In the face of catastrophic events, scenes of property destruction give the first indications of economic loss for businesses. Interruptions to the companies’ ability to produce goods and services, however, actually have a much greater effect on their bottom line.
In fact, business interruption losses on average exceed property damage losses by over 900%, according to new Ohio State University research co-authored by Noah Dormady, associate professor in the John Glenn College of Public Affairs.
One solution: resilience.
Dormady and his colleagues ran large-area surveys of firms affected by Superstorm Sandy and Hurricane Harvey and found that for every dollar spent on resilience, firms avoided an average of $4.57 in business interruption losses.
“This is important because it demonstrates that businesses can see a real return from spending on their own plant and labor force,” said Dormady, who also is an affiliated faculty member of the Sustainability Institute at Ohio State. “It shows that even in the worst disasters, rather than only parking those investments in Wall Street through insurance, businesses can find cost-effective ways to reduce disaster losses by supporting Main Street here at home — by spending wisely on their own workforce and physical plant.”
The study, published recently in the International Journal of Production Economics, provides the first empirical assessment of economic resilience metrics that businesses can use to prioritize resilience expenditures to maintain business continuity and stability.
In contrast to advance planning and mitigation strategies to avoid property damage, firms can use a variety of resilience tactics after the disaster strikes to reduce business interruption losses more cost effectively, the study found. The research provides insight into the cost-effectiveness of nearly a dozen classes of resilience tactics such as relocation, conservation of inputs, isolating remaining resources, pooling of resources and technological change.

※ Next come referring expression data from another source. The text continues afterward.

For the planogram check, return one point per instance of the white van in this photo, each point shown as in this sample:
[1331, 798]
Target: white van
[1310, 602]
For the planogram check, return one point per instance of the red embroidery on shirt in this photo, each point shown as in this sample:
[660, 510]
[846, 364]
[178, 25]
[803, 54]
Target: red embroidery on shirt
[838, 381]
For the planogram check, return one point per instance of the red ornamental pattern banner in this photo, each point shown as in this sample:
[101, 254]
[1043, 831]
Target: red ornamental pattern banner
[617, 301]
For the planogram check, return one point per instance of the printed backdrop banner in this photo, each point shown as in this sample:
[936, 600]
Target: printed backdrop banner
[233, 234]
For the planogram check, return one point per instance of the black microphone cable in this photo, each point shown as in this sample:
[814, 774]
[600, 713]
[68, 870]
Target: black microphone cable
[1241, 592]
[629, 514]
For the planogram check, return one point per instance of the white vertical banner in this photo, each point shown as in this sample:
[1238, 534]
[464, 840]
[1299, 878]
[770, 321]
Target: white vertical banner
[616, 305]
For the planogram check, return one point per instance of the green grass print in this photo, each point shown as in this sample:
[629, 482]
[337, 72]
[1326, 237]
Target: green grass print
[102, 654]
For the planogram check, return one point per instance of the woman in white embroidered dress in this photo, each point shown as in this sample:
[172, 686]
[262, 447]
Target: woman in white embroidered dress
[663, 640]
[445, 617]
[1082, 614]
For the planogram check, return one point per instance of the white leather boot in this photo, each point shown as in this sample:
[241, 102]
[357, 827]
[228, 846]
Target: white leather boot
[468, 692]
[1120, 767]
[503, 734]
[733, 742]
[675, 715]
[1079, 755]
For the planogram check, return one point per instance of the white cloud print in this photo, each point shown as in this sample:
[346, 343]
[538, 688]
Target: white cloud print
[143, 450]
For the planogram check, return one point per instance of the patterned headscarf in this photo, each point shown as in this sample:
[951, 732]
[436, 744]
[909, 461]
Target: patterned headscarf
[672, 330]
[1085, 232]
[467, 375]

“The key to economic resilience of the firm is identifying the most impactful and cost-effective set of tactics that can be used for each type of input and infrastructure disruption. The era of ‘resilience’ as an amorphous buzzword is over. Resilience can now be measured, and it can be quantified,” Dormady said. “Businesses can use that to their advantage to make well-informed data-driven decisions. And government can use that information to make impactful and targeted investments.
“Oftentimes, we hear a lot about resilience from the standpoint of government playing a big role in investing in costly and capital-intensive mitigation projects or incentivizing insurance,” said Dormady. “But when you take a deeper look and account for how individual businesses adapt and respond to disruptions, it turns out that much of the economic losses can be muted by actions taken at the level of the individual firm.”

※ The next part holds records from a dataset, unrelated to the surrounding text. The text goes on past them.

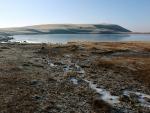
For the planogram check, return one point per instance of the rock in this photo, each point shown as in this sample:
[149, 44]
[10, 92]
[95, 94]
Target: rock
[101, 106]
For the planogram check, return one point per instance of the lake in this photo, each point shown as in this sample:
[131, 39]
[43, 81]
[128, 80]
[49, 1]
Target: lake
[64, 38]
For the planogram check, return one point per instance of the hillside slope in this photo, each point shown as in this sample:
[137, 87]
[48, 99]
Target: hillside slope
[66, 29]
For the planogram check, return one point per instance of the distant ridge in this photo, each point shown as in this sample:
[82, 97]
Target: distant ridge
[67, 29]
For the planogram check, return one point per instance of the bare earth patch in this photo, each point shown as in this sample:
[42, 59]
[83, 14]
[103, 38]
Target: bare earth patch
[89, 77]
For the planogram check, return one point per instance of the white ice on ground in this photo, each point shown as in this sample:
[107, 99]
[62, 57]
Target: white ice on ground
[141, 97]
[105, 95]
[74, 81]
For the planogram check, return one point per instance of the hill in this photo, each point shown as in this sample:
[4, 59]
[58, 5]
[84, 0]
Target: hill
[66, 29]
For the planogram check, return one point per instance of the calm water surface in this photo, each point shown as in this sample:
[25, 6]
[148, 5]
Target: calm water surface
[64, 38]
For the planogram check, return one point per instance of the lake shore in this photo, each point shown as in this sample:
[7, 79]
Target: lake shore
[82, 77]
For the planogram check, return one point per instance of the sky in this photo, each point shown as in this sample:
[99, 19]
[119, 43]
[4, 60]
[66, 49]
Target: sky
[131, 14]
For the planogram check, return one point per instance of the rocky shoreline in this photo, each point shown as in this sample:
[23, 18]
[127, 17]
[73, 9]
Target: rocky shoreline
[5, 37]
[78, 77]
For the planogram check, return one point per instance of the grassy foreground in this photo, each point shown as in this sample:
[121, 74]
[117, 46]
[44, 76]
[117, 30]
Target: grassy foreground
[50, 78]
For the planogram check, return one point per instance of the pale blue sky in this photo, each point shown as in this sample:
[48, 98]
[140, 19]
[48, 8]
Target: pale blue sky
[132, 14]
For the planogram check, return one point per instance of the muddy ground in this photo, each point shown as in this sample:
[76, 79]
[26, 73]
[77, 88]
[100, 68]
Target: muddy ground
[75, 78]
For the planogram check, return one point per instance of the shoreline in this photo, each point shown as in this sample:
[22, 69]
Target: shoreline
[100, 76]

Dormady and his colleagues used two of the most devastating U.S. natural disasters to demonstrate the metrics they developed for the cost-effectiveness of economic resilience tactics. They surveyed firms affected by Superstorm Sandy, which made landfall in New Jersey in 2012, and Hurricane Harvey, which hit Texas in 2017. Analyzing the responses from firms that used resilience tactics, they identified the firms’ actual losses and estimated what their sales revenue would have been had they not used resilience tactics. They then calculated the costs of resilience tactics that the firms implemented and the resulting losses that were avoided.
The survey clearly illustrated how business interruption losses exceed property damage losses among firms. Among the survey results, property damage was $69 million and $52 million for the Sandy and Harvey samples, respectively. Total sample business interruption loss was $111 million and over $1 billion for Sandy and Harvey, respectively.

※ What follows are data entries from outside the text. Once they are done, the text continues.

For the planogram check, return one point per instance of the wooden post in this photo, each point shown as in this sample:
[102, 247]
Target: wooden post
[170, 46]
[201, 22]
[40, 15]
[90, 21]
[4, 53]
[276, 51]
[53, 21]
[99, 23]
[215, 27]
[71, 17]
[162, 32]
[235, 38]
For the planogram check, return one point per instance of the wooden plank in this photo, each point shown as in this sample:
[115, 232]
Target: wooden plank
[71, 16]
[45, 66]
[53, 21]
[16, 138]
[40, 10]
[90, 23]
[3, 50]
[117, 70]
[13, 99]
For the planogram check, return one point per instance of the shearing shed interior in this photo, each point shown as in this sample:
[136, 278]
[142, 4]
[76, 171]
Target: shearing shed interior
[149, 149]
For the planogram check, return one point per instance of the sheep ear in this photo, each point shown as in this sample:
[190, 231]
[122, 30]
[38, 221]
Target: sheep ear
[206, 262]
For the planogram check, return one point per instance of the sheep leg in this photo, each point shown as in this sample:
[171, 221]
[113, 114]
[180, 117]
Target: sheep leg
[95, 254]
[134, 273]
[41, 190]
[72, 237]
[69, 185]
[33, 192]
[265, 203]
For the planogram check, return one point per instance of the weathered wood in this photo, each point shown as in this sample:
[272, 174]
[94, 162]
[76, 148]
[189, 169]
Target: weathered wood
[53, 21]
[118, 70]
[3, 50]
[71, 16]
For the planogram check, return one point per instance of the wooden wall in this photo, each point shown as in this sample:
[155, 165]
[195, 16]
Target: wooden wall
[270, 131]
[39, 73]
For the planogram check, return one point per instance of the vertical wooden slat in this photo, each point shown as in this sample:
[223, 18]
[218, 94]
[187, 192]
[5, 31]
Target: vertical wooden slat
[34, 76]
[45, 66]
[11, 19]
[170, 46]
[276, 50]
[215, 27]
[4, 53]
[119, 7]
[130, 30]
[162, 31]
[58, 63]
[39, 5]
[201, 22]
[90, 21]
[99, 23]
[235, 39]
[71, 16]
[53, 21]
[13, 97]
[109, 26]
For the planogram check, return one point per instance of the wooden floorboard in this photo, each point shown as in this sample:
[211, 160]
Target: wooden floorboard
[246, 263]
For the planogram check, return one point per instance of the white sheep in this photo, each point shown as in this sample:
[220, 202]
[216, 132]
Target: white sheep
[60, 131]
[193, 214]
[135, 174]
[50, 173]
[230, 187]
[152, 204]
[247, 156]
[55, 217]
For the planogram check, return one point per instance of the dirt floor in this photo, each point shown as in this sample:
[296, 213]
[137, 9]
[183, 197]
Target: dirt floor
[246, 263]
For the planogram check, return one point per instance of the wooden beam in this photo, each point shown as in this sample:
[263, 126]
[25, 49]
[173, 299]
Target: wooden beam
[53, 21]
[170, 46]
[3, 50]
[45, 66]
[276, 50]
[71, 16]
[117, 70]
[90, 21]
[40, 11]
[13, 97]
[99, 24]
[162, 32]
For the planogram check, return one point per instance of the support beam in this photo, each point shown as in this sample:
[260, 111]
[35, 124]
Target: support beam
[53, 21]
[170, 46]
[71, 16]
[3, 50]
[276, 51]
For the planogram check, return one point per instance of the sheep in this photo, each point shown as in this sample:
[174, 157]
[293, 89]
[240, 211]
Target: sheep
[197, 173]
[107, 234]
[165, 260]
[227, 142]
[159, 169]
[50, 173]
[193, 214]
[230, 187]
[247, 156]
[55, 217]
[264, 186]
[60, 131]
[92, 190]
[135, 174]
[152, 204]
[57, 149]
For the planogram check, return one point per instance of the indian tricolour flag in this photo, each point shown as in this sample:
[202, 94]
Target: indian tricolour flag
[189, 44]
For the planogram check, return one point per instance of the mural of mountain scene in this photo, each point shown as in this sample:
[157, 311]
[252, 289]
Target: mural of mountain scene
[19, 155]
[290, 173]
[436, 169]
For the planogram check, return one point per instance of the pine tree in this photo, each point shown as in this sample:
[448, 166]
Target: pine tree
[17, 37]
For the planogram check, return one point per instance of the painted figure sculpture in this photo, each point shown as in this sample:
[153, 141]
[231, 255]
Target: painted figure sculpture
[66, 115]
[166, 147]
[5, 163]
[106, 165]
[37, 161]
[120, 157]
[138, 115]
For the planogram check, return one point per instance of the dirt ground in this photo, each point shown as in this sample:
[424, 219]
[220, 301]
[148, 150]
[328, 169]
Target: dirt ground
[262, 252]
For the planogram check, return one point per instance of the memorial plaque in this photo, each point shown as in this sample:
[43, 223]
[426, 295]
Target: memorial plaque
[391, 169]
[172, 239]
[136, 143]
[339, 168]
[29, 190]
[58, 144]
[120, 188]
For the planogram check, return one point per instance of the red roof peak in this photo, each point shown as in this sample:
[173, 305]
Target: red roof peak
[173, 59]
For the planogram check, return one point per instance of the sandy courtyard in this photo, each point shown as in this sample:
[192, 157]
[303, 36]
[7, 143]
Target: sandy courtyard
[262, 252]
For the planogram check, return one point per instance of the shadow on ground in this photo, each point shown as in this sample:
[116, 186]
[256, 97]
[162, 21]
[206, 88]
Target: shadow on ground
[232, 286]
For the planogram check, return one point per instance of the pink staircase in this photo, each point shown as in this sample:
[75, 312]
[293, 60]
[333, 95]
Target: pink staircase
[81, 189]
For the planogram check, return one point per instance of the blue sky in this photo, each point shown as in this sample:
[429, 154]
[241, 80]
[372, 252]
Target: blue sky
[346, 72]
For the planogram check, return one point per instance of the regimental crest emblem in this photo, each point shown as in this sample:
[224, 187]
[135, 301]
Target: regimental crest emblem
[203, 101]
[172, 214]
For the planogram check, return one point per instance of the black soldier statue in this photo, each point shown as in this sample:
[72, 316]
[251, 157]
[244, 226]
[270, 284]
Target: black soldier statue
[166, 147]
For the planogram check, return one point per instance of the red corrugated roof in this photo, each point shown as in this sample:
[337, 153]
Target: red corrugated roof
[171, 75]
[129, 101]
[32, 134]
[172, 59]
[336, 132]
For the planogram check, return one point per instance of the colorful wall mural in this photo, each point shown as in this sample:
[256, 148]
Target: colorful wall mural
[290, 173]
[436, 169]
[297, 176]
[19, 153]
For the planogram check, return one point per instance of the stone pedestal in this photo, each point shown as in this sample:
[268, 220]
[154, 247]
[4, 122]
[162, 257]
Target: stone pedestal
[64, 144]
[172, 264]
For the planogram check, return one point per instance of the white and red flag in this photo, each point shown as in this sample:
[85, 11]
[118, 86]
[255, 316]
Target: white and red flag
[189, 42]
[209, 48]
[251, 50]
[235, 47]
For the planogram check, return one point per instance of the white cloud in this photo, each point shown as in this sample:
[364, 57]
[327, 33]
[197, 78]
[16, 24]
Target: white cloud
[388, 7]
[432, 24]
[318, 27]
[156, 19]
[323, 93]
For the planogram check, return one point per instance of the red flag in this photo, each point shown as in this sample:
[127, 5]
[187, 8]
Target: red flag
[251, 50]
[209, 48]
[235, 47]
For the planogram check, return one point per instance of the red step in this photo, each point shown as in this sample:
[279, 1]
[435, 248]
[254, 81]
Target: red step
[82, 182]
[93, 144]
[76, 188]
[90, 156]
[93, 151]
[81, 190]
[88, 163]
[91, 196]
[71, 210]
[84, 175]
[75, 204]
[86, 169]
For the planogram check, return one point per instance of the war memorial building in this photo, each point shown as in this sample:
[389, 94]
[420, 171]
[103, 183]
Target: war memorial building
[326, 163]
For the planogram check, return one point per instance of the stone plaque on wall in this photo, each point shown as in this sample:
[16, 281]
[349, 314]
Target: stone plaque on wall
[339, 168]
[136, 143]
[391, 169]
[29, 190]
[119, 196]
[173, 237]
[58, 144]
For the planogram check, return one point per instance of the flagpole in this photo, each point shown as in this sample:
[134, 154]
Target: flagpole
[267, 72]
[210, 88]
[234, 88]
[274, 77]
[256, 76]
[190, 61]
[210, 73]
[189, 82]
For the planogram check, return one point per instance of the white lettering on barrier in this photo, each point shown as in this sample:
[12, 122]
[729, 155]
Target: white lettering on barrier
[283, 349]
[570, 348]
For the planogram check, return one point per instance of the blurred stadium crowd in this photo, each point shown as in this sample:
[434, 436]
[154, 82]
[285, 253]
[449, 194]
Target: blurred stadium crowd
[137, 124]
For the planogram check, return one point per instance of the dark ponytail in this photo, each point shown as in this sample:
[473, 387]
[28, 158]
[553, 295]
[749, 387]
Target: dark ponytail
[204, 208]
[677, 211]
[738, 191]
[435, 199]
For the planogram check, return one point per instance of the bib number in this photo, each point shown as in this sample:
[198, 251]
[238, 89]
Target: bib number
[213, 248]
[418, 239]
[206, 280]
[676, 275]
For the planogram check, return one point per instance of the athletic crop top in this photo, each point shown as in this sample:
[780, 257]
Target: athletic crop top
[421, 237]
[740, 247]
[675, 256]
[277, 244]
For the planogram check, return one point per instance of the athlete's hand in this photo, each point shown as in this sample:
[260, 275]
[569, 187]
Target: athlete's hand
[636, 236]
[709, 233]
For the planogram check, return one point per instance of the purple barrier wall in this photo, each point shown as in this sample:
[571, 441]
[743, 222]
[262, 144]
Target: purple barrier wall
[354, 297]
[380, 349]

Significantly, the researchers found that in all, the firms’ resilience expenditures, totaling $18.5 million, resulted in preventing $84.4 million in losses.
A variety of factors, including labor and infrastructure disruptions, influenced just how effective and cost-effective each class of tactic was. Some firms used tactics that avoided no losses, while other tactics avoided as much as 74% of maximum potential losses.
“After a disaster strikes, a lot of small and mid-sized businesses spin their proverbial wheels on actions that they think will help them stave off losses, and they may end up wasting a lot of money, time and resources,” said Blain Morin, an Ohio State public policy and management doctoral candidate and one of the study’s co-authors. “What individual businesses, government and insurers need is resilience actions that are based on actual data-driven analyses — absent from today’s most prominent resilience planning platforms.”
“Federal and state agencies are always searching for a more effective way to help small and mid-sized businesses in disasters.” said Dormady. “Our paper provides some evidence that there is not a simple one-size-fits-all public sector response that supports all businesses. Rather, businesses can make well-informed, data-driven responses that take into consideration the specific input characteristics, infrastructure and supply-chain disruptions that most directly impact them.”
Dormady conducted the research with Morin; Adam Rose, a professor at the Price School of Public Policy at the University of Southern California; and Alfredo Roa-Henriquez, a Glenn College PhD alumnus who is now an assistant professor at the College of Business at North Dakota State University.
This research received funding support from the Critical Infrastructure Resilience Institute at the University of Illinois, Urbana-Champaign, and the U.S. Department of Homeland Security Office of Science and Technology.